Lothar Matthäus und der gescheiterte Rekordtransfer zu Real Madrid 1991
Elsa JunckLothar Matthäus und der gescheiterte Rekordtransfer zu Real Madrid 1991
1991 kam Real Madrid dem Wechsel des deutschen Mittelfeldspielers Lothar Matthäus für eine damals rekordverdächtige Ablösesumme sehr nahe. Der Deal platzte jedoch in letzter Minute, nachdem der Präsident des FC Inter Mailand, Ernesto Pellegrini, einen Verkauf verweigerte. Matthäus bezeichnete den gescheiterten Transfer später als verpasste Chance in seiner Karriere.
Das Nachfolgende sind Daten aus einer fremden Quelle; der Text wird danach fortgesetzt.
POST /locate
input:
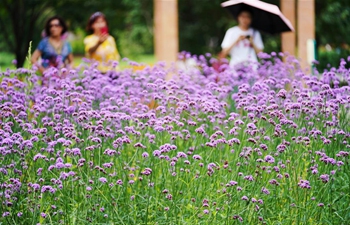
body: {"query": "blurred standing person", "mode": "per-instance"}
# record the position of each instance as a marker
(242, 42)
(99, 45)
(53, 49)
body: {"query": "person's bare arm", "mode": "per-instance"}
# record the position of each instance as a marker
(226, 51)
(101, 39)
(256, 49)
(35, 57)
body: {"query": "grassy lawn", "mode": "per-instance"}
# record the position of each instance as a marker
(6, 61)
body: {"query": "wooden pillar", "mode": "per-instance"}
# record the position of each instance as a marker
(306, 28)
(166, 34)
(289, 38)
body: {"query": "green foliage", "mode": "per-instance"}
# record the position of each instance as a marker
(328, 59)
(332, 21)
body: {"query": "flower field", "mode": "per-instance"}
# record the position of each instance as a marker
(266, 146)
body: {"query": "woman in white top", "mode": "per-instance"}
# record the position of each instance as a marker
(242, 42)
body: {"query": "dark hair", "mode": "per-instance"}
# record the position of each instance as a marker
(61, 21)
(245, 9)
(93, 19)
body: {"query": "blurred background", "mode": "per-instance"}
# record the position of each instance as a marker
(202, 26)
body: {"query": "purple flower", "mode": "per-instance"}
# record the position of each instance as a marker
(265, 191)
(245, 198)
(304, 184)
(269, 159)
(103, 180)
(324, 178)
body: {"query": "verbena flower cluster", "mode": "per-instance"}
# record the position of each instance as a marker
(266, 146)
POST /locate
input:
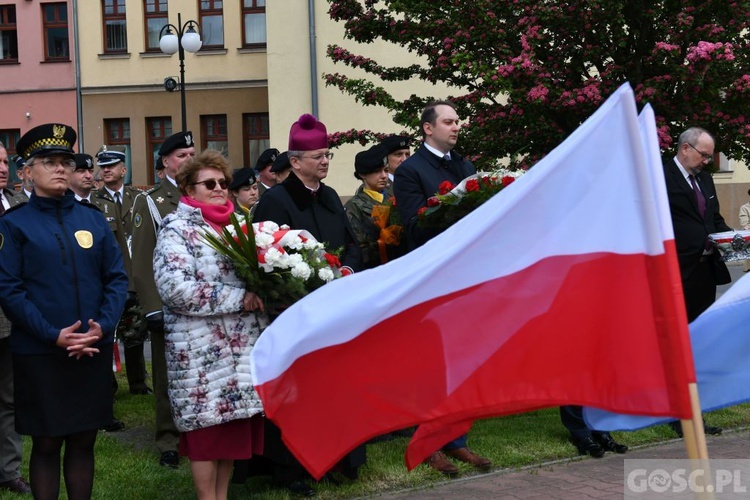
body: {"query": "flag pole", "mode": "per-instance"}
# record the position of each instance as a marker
(692, 430)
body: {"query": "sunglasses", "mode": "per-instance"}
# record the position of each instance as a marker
(211, 184)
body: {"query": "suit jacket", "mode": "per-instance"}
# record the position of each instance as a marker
(690, 229)
(166, 197)
(417, 179)
(322, 215)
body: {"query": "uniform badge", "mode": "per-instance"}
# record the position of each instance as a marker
(84, 239)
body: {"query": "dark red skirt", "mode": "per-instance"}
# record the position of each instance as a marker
(234, 440)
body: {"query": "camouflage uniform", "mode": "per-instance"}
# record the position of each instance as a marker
(131, 330)
(165, 198)
(366, 232)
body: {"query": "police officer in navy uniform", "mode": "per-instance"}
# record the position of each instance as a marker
(149, 209)
(63, 287)
(10, 440)
(131, 330)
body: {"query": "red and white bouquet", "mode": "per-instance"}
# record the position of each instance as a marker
(453, 202)
(280, 264)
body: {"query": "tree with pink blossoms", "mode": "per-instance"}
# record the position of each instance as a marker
(526, 73)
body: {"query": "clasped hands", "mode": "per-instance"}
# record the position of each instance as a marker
(79, 344)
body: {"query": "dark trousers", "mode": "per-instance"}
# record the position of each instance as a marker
(167, 436)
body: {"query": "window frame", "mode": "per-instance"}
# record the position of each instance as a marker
(255, 9)
(255, 127)
(210, 11)
(9, 26)
(154, 124)
(207, 136)
(56, 24)
(158, 13)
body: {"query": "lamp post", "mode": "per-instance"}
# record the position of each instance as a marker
(187, 38)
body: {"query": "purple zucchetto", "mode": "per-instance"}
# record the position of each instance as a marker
(308, 134)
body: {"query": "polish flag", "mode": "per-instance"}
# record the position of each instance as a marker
(563, 289)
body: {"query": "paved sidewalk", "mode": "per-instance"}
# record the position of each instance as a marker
(577, 478)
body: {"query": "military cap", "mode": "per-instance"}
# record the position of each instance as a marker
(110, 155)
(242, 177)
(370, 160)
(180, 140)
(84, 161)
(308, 134)
(281, 163)
(395, 142)
(266, 158)
(47, 139)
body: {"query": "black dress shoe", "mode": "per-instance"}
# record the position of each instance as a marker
(607, 443)
(17, 485)
(169, 459)
(115, 426)
(587, 446)
(300, 488)
(141, 392)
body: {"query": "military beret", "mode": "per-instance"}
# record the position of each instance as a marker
(266, 158)
(370, 160)
(110, 156)
(47, 139)
(84, 161)
(281, 163)
(395, 142)
(242, 177)
(180, 140)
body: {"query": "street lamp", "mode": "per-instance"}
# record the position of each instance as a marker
(187, 38)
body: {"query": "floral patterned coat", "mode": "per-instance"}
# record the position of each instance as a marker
(208, 336)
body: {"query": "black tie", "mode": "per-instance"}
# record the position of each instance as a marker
(698, 197)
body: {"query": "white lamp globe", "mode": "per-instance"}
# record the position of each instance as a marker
(168, 43)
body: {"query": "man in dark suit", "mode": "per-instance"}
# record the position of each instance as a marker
(416, 180)
(694, 207)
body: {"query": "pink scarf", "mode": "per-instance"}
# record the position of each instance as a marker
(216, 215)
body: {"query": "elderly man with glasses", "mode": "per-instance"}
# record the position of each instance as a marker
(695, 214)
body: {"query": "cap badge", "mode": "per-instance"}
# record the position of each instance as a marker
(58, 131)
(84, 239)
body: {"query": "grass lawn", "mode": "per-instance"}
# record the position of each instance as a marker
(127, 469)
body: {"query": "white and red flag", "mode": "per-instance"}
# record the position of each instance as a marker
(563, 289)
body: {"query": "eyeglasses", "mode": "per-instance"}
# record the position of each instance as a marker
(320, 157)
(50, 164)
(706, 157)
(211, 184)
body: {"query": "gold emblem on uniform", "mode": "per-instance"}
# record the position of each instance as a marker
(84, 239)
(58, 131)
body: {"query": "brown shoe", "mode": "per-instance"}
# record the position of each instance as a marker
(440, 463)
(17, 485)
(468, 456)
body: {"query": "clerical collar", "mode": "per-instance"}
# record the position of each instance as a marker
(436, 152)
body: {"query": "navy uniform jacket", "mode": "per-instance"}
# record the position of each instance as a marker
(59, 263)
(417, 179)
(323, 215)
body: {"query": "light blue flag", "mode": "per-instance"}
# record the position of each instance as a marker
(720, 338)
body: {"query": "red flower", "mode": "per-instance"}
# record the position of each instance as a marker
(445, 187)
(332, 260)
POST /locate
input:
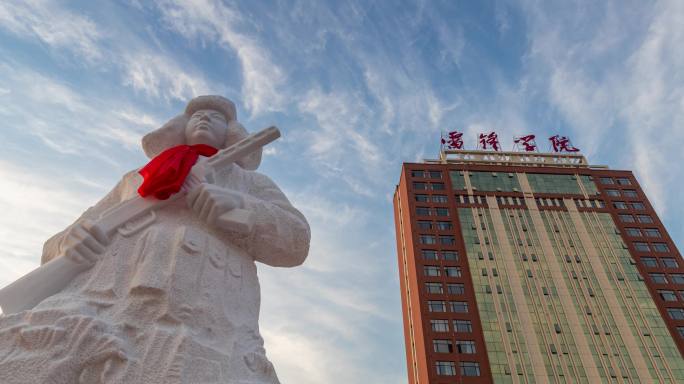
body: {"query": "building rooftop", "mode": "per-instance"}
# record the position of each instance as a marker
(529, 159)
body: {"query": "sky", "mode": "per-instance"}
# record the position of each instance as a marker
(357, 88)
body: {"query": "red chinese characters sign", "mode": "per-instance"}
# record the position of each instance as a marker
(490, 142)
(562, 144)
(454, 140)
(527, 142)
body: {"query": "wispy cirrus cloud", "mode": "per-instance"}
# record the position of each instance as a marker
(53, 25)
(160, 78)
(615, 91)
(213, 21)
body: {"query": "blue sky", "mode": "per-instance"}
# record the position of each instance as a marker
(357, 87)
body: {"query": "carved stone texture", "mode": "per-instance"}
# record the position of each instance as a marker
(173, 296)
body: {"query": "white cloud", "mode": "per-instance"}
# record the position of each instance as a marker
(53, 26)
(616, 89)
(36, 205)
(157, 76)
(214, 21)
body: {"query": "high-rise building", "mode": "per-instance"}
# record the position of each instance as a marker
(519, 267)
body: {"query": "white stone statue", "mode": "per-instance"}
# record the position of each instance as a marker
(172, 296)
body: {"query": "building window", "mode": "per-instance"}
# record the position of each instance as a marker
(641, 247)
(463, 326)
(660, 247)
(444, 225)
(638, 206)
(442, 211)
(469, 368)
(465, 346)
(424, 224)
(652, 232)
(644, 219)
(440, 325)
(436, 306)
(649, 262)
(677, 278)
(633, 232)
(445, 368)
(667, 295)
(455, 289)
(676, 313)
(434, 288)
(422, 211)
(620, 205)
(442, 346)
(439, 199)
(669, 262)
(624, 218)
(459, 306)
(429, 254)
(658, 278)
(435, 174)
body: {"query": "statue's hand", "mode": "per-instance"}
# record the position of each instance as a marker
(81, 244)
(209, 202)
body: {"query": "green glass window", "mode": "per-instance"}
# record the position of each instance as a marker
(550, 183)
(457, 180)
(494, 181)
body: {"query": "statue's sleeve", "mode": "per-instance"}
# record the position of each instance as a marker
(51, 248)
(281, 234)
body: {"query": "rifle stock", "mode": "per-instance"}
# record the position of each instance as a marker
(53, 276)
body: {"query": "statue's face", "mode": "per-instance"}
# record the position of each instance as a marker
(206, 126)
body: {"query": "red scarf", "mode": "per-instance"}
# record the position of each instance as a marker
(164, 175)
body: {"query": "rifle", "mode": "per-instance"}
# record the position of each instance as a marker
(53, 276)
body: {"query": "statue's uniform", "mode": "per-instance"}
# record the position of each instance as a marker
(172, 300)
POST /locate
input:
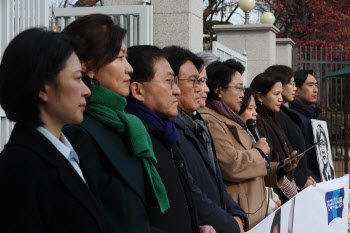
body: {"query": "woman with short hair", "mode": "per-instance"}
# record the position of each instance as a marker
(43, 188)
(269, 100)
(115, 147)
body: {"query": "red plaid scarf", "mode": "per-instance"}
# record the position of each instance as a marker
(289, 188)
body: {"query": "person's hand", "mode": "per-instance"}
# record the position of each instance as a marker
(310, 181)
(262, 145)
(206, 229)
(278, 204)
(240, 223)
(290, 166)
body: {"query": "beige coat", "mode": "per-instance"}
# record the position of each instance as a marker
(243, 168)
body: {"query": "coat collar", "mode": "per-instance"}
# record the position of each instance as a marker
(109, 144)
(33, 140)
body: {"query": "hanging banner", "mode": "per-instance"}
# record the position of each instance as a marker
(323, 208)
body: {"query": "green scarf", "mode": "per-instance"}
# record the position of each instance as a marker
(108, 107)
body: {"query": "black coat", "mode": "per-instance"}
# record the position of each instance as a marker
(306, 113)
(119, 177)
(280, 148)
(181, 216)
(41, 191)
(291, 125)
(214, 205)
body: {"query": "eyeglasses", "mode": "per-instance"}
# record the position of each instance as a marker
(172, 81)
(240, 89)
(196, 82)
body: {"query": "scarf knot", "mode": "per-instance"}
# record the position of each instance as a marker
(220, 107)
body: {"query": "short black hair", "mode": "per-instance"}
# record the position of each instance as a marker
(31, 57)
(142, 59)
(97, 41)
(300, 77)
(177, 56)
(219, 74)
(248, 93)
(286, 73)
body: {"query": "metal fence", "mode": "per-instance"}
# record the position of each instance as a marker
(136, 19)
(15, 17)
(324, 61)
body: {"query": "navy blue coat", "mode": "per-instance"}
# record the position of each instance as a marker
(306, 113)
(41, 191)
(214, 205)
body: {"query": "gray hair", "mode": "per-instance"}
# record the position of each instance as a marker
(208, 58)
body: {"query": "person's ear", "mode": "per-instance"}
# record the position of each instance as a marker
(218, 91)
(44, 90)
(260, 97)
(84, 65)
(137, 91)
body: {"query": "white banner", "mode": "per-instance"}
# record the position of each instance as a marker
(323, 208)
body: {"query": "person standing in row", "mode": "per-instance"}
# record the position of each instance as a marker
(291, 123)
(215, 206)
(269, 100)
(43, 188)
(153, 99)
(115, 148)
(304, 106)
(242, 165)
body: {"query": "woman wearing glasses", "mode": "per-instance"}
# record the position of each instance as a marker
(115, 148)
(242, 165)
(269, 100)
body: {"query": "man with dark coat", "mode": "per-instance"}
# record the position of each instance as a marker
(214, 205)
(291, 124)
(153, 93)
(303, 105)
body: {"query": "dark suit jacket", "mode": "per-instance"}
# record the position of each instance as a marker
(41, 191)
(181, 216)
(215, 206)
(119, 176)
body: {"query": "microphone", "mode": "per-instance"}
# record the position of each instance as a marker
(251, 125)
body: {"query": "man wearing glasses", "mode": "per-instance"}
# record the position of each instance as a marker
(153, 98)
(214, 205)
(291, 124)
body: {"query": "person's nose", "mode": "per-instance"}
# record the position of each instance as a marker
(85, 91)
(128, 68)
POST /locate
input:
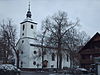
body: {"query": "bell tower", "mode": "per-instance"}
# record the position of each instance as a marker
(28, 27)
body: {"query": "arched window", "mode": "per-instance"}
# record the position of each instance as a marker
(34, 63)
(21, 64)
(31, 26)
(23, 27)
(67, 57)
(53, 57)
(35, 52)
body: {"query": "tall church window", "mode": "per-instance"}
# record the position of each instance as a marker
(21, 64)
(23, 27)
(53, 57)
(31, 26)
(35, 52)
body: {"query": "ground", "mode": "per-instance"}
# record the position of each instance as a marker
(44, 73)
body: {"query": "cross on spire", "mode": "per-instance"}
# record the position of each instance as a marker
(28, 15)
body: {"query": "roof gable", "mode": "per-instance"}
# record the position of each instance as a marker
(96, 37)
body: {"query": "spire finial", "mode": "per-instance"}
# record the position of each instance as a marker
(28, 15)
(29, 6)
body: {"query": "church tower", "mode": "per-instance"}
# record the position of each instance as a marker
(28, 52)
(28, 27)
Erstmals Interesse an Matthäus zeigte Real Madrid bereits 1984 und bot für den Spieler 9 Millionen D-Mark (heute etwa 4,5 Millionen Euro). Diese Summe stellte damals einen europäischen Transferrekord auf und überbot sogar Diego Maradonas Wechsel für 5 Millionen Pfund zum FC Barcelona. Die Ablöse blieb bis 1987 unübertroffen, als Ruud Gullit für 6 Millionen Pfund zum AC Mailand wechselte.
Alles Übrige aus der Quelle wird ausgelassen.